On a basic level, Let The Right One In is a simple coming of age tale of a young sweet boy dealing with puberty, adult relationships and school bullies. Yet through its stylish Nordic noir theatricality, it becomes a study in bleak loneliness.
Based on the novel and 2008 film of the same name from Swedish author John Ajvide Lindqvist, this theatrical adaptation was originally produced by the National Theatre of Scotland which transported the film's events from icy Sweden to the nightmarish snowy highlands. The stark and minimalist set depicts an eternal winter of endlessly tall moonlit trees and a floor littered with snow that's equally magical and frightening. This is only enhanced by the sumptuous score that marries melancholic strings with frosty techno beats. As with the best Nordic dramas, the effect is wonderfully atmospheric.
Within this ominous staging a tender and awkward teen drama plays out. It consists of a number of disturbing relationships that portray a community caught in the grip of fear after a series of murders take place in the forest. Here the children must learn to deal with authority, whether from inadequate parents, unnerving carers or bullying older brothers.
And so an unlikely friendship forms between the relatable Oskar (Martin Quinn) and the distant Eli (Rebecca Benson). Both are outsiders that become oddly co-dependant: the former an innocent boy molly-coddled by his insecure mother and bullied cruelly at school; the latter a strange, vulnerable otherworldly girl with a secret - she's actually a vampire. As their relationship develops, Eli gives Oskar the confidence to deal with the bullies. In return, Oskar offers her protection from the light as she sleeps. Has he simply swapped one wintery hell for another?

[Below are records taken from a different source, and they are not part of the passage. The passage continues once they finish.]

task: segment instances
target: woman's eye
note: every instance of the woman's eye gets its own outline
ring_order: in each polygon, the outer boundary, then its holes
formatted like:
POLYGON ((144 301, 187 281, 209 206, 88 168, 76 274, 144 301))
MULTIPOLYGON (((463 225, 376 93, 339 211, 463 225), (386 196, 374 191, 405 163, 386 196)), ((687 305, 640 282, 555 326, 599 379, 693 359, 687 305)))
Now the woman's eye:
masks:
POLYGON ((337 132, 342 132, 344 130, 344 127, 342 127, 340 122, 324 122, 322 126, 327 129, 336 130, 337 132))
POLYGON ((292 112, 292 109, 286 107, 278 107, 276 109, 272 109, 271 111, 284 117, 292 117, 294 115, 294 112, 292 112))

This painfully sad narrative unfolds at a glacial pace, slowly drawing us in with its sombre mood and hypnotic choreographed movement. It's testament to the duo's performances that the story feels so believable. Quinn brings light touches of humour to the role of Oskar that's wholeheartedly endearing, whilst Benson manages to make the vampiric Eli a sympathetic character - as she violently devours her victims with plenty of blood and gore, it's clear this is purely out of desperate necessity rather than any sick enjoyment.
The supporting cast shuffle, downbeat, across the stage. In particular, Clive Mendus is deliciously disturbing as Hakan, Eli's possessive carer. He is a stark representation of Oskar's desolate and crushing future living with a partner who suffers from eternal life.
Though it has its fair share of horrifying, jump out of your seat moments, Let The Right One In is ultimately a tender yet chilling love story. Its stunning production elevates this twisted tale of the outsider into something strangely and tragically beautiful.
Watch: Let The Right One In is booking until September 2014 at the Apollo Theatre.